И я на мгновение забыл о толстом приятеле Ужа.
На сцене стояли четыре танцовщицы, увиденные в перспективе из ложи. Свет рампы, направленный на них, придавал кисейным пачкам прозрачность, подернутую дымкой, словно их танец поднял с пола легкое облачко пыли. Танцовщицы устало стояли не на пуантах, а опираясь на всю стопу, и утратили воздушную легкость, которую придавал им танец.
Я был очарован так же, как когда-то, впервые увидев эту картину и с тех пор навеки полюбив Дега.
Когда впервые увидел эту картину…
Это была единственная картина, которую я запомнил с того раза, когда четырнадцатилетним подростком увидел собрание старого консула Халворсена.
Но почему я так хорошо запомнил картину?
Ну прежде всего, потому, что она отвечала моим личным художественным пристрастиям. Но еще и потому. Старый консул Халворсен что-то сказал об этой картине.
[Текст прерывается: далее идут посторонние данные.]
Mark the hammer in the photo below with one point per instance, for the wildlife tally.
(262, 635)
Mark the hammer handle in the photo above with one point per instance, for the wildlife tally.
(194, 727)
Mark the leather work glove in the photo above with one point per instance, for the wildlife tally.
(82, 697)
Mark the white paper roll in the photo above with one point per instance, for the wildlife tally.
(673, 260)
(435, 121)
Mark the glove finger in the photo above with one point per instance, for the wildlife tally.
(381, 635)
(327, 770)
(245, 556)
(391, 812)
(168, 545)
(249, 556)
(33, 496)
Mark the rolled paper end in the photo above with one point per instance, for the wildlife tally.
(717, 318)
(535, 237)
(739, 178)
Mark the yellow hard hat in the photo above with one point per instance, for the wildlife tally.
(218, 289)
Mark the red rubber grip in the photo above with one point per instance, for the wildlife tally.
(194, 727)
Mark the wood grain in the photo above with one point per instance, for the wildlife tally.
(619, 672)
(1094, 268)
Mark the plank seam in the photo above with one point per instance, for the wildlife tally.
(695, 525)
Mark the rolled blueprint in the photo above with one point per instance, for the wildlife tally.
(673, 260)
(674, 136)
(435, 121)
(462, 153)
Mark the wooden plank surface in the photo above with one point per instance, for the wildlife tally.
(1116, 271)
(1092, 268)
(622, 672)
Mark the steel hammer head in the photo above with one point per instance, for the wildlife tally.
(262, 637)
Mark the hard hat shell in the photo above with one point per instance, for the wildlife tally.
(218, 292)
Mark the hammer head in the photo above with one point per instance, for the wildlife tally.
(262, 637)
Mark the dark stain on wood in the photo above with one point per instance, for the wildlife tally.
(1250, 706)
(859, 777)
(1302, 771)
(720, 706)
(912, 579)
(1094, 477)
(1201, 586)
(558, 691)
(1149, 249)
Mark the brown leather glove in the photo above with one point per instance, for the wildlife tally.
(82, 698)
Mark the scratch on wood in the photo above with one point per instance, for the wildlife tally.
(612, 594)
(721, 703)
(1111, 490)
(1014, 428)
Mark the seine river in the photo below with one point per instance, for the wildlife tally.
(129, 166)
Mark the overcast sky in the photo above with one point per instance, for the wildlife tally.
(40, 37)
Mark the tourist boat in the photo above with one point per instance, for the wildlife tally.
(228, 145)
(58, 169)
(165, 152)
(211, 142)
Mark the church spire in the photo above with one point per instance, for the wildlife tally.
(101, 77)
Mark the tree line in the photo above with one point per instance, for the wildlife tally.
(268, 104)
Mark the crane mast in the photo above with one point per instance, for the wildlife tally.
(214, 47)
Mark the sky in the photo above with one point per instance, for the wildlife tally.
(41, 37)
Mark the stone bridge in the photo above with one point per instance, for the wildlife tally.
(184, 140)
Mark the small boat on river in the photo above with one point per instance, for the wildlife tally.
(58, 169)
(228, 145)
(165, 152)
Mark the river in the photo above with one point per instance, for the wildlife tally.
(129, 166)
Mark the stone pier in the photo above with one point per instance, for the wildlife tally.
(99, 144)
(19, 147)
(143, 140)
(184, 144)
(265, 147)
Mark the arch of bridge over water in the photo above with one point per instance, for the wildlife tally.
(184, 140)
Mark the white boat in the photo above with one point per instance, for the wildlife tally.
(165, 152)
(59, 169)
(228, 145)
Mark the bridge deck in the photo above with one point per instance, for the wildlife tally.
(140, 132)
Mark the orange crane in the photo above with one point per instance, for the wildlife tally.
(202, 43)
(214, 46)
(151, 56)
И вдруг — двадцать лет спустя — я вспомнил, что он сказал!
Но Уж это помнил тоже.
Хотя это было совершенно невозможно, потому что Уж никоим образом не мог присутствовать при том, как мои родители потягивали херес со старым консулом Халворсеном, а мы с Кристианом ходили по комнатам, рассматривая картины. Тем не менее, если Уж и не помнил, что сказал консул Халворсен, он это знал.
Размышлять было некогда. Некогда расставлять по местам кубики головоломки. Надо было следить. Уж знал, что сказал о картине консул Халворсен, потому что он послал своего приятеля-толстяка предложить за нее цену.
Стартовая цена была 250 тысяч крон. Борьба опять завязалась между судовладельцем из Сандефьорда, каким-то торговцем картинами, неизвестной дамой и толстым приятелем Ужа.
И получил ее толстяк, приятель Ужа. Получил за 750 тысяч крон!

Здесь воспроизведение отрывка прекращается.